Comme vous avez pu le voir, l’histoire de Frances the Mute est très complexe, à la fois à lire et à raconter. Eh bien, la musique et les paroles sont à l’image du récit, puisque tous deux sont également difficile à écouter.
Comme je l’avais dit dans l’introduction, les paroles sont tantôt écrites en anglais, tantôt en espagnol, ce qui perturbe déjà la compréhension de l’histoire, et en même temps permet d’enrichir les sonorités de l’album.
La musique cependant peut paraître difficile à la première écoute. En effet, l’album nécessite une certaine “préparation”, une accoutumance à ce genre de musique, et de multiples écoutes, avant d’être complètement apprécié.
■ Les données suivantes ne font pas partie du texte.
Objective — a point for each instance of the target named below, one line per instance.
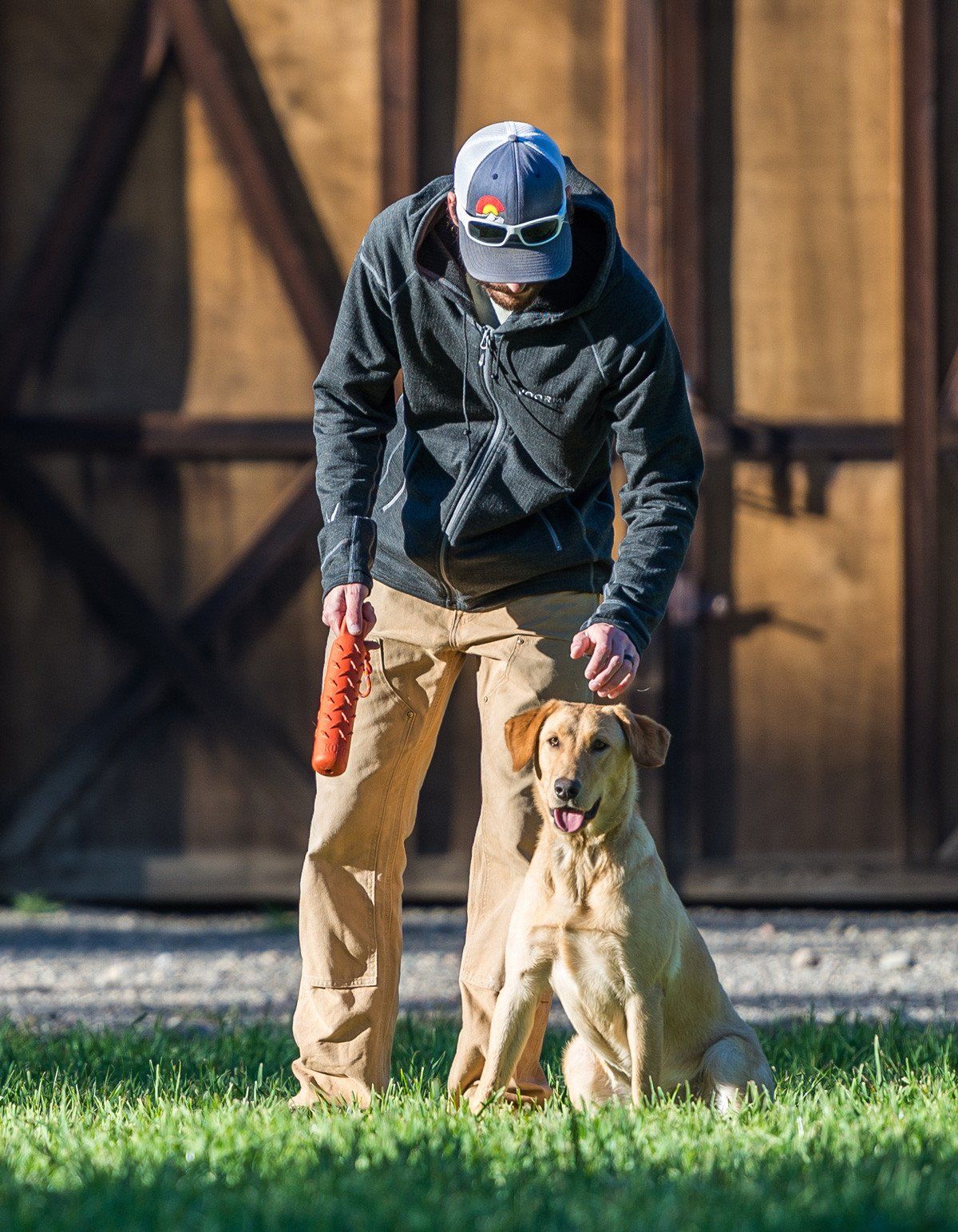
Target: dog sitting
(597, 919)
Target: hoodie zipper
(489, 367)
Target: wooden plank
(68, 234)
(814, 699)
(817, 183)
(920, 438)
(683, 259)
(803, 881)
(272, 566)
(815, 660)
(399, 88)
(160, 435)
(642, 211)
(113, 592)
(260, 161)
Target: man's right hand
(347, 605)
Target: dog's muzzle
(572, 819)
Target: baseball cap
(511, 172)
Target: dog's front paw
(477, 1099)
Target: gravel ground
(115, 968)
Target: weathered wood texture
(815, 335)
(947, 229)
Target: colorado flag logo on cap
(488, 204)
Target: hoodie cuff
(346, 551)
(615, 612)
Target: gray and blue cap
(511, 172)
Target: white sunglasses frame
(510, 229)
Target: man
(473, 520)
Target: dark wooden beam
(211, 50)
(160, 435)
(260, 580)
(642, 213)
(118, 600)
(68, 234)
(920, 434)
(398, 99)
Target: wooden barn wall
(948, 353)
(181, 312)
(808, 327)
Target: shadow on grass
(865, 1137)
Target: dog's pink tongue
(568, 819)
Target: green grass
(32, 903)
(164, 1130)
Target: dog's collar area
(572, 819)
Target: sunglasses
(532, 234)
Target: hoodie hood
(597, 256)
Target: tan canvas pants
(350, 911)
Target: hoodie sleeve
(354, 412)
(659, 446)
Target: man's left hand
(613, 663)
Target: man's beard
(513, 301)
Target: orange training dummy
(347, 671)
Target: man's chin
(513, 301)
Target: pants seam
(401, 757)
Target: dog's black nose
(567, 789)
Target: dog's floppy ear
(522, 733)
(648, 739)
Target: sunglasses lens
(540, 232)
(487, 233)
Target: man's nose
(567, 789)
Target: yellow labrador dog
(597, 919)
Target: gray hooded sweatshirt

En effet, le public visé est très réduit ce qui est un peu dommage, mais quand l’on finit par comprendre la musique, on finit également par l’apprécier, et on s’aperçoit du talent des musiciens, et surtout du compositeur.
Par rapport au récit, on se retrouve confronté encore une fois à l’éternel problème des albums concepts concernant les personnages, à savoir le fait qu’ils soient tous chantés par la même personne, ce qui rend la compréhension délicate. Heureusement que les titres des pièces sont là pour nous guider. En revanche, la musique supporte très bien le récit, dans sa construction et sa sonorité.
Comme d’habitude, je vais mettre un lien vers l’album, mais je vous conseillerai de prendre vraiment le temps de vous concentrer sur ce que vous écoutez, afin d’apprécier cet album qui en réalité est vraiment très beau, bien que difficile d’accès. Laissez-lui le temps, vous ne serez pas déçus.